FR (situazioni genitoriali, famiglia isolata, basso SES, lutto, incidenti, malattie, separazioni, difficoltà di socializzazione, ostilità, rapporti conflittuali con insegnanti e coetanei). Accanto a fattori di rischio come condizioni di vita pericolose, abuso di alcol e droghe, povertà, etc., esistono una serie di FR non così evidenti e spesso di difficile identificazione che sono alla base del Rischio Psicopatologico che vengono classificate in 4 aree:
- Area del bambino (temperamento, autonomie, socialità, stima di sé, andamento scolastico, attività extra-scolastiche, etc.)
- Area della famiglia (integrazione e inserimento nella società, rapporti e relazioni familiari ed extra-familiari, malattie, etc.)
- Area Sociale (SES)
- Relazione bambino-genitori (esperienze, capacità, etc.)
I FR e i FP possono, inoltre, essere distinti in Interni (costituzionali), ed Esterni (ambientali). Entrando più nello specifico:
- Il tipo di relazione che i genitori instaurano con i figli può avere degli effetti importanti; ad esempio, se il rapporto è difficile potrà creare difficoltà emozionali per il bambino. Il ruolo della famiglia è fondamentale nello sviluppo del bambino, ma anche gli amici, il lavoro e le possibilità economiche.
- Un ruolo importante è anche l’ambiente, ossia la comunità che ruota intorno alla vita di tutti i giorni del bambino (scuola, luoghi di ritrovo per attività sportive e non, etc.), il ruolo e il posto assunto da quella famiglia nella società. Un basso status socioeconomico (SES) è fattore di rischio; infatti bambini nati in famiglie non abbienti avevano una minore capacità di affrontare certe difficoltà legate a problematiche insorte nell’ambito familiare; al contrario bambini nati in famiglie agiate riescono a sopportare e reagire in maniera adeguata a problemi familiari, grazie anche ad un supporto esterno.
Due variabili importanti, infine, sono: il tempo e l'età.
- Il Tempo deve essere inteso come il periodo che intercorre tra la prima apparizione di un FR e la comparsa di effetti nello sviluppo del bambino.
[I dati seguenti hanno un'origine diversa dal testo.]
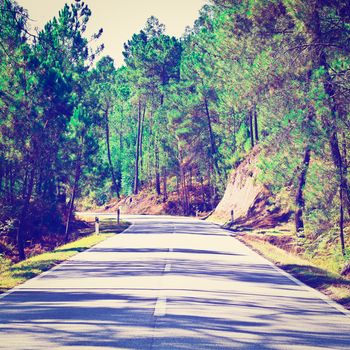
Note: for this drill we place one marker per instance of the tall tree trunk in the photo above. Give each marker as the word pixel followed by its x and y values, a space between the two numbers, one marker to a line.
pixel 251 129
pixel 256 126
pixel 341 220
pixel 211 137
pixel 23 215
pixel 137 155
pixel 165 192
pixel 330 123
pixel 156 163
pixel 299 199
pixel 345 171
pixel 114 179
pixel 141 137
pixel 74 192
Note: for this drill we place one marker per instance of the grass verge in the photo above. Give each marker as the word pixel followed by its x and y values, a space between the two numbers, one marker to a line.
pixel 13 275
pixel 314 275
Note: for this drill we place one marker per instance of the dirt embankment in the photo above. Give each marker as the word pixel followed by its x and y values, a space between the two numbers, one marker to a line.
pixel 252 203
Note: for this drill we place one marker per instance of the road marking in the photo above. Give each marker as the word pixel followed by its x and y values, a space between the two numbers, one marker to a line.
pixel 160 309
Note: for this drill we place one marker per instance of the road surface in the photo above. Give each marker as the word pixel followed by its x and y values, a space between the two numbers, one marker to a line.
pixel 169 283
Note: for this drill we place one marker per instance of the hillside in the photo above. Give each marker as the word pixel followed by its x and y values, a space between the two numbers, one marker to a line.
pixel 253 205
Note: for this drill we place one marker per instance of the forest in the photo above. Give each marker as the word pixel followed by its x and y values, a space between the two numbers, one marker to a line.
pixel 178 116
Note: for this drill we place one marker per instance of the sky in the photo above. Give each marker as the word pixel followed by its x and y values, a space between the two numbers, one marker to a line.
pixel 120 19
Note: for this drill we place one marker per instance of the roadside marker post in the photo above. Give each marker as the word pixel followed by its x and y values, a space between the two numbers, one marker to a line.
pixel 97 225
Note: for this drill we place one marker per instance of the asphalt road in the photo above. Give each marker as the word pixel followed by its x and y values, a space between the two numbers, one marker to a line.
pixel 169 283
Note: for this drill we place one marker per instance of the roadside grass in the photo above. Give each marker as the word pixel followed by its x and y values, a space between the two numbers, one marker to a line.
pixel 314 274
pixel 15 274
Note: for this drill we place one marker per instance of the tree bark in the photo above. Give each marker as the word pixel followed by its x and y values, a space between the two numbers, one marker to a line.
pixel 156 155
pixel 74 191
pixel 165 192
pixel 256 127
pixel 114 179
pixel 251 129
pixel 330 123
pixel 23 216
pixel 341 220
pixel 211 137
pixel 299 199
pixel 136 178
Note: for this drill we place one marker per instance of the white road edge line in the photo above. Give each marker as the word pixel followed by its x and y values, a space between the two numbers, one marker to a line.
pixel 318 294
pixel 20 286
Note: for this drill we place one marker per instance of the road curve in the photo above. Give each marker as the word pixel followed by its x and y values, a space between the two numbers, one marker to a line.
pixel 169 283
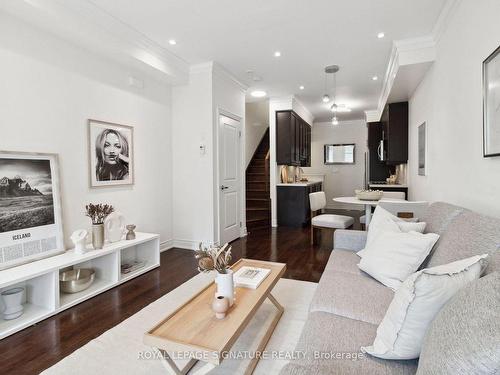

Chiaramente più è duratura l'esposizione a un FR e più facilmente potrà comparire un effetto variabile sul bambino.
- L’età non è un fattore di rischio, però è da considerare che nelle varie fasi evolutive i bambini risponderanno con modalità diverse; inoltre, avranno problemi diversi a cui reagiranno con varie strategie. Le modalità di reazione dipendono, infine, anche dalla Vulnerabilità e Resistenza dei singoli.
Il bambino è sottoposto a numerose influenze, sia positive che negative, che provengono dall’esterno che inferiranno sullo sviluppo del bambino. per capire come un fattore di rischio influisce sullo sviluppo del bambino, e sull'eventuale comparsa di una difficoltà evolutiva, bisogna cercare di avere una visione globale delle capacità emotive, cognitive e comunicative del bambino integrate alle informazioni sulla famiglia, sul SES, sull'età del bambino, etc.
Modulo 2: Patologia sommersa
Lo studio e la conoscenza delle situazioni a rischio permettono non solo di prevedere la comparsa di una difficoltà.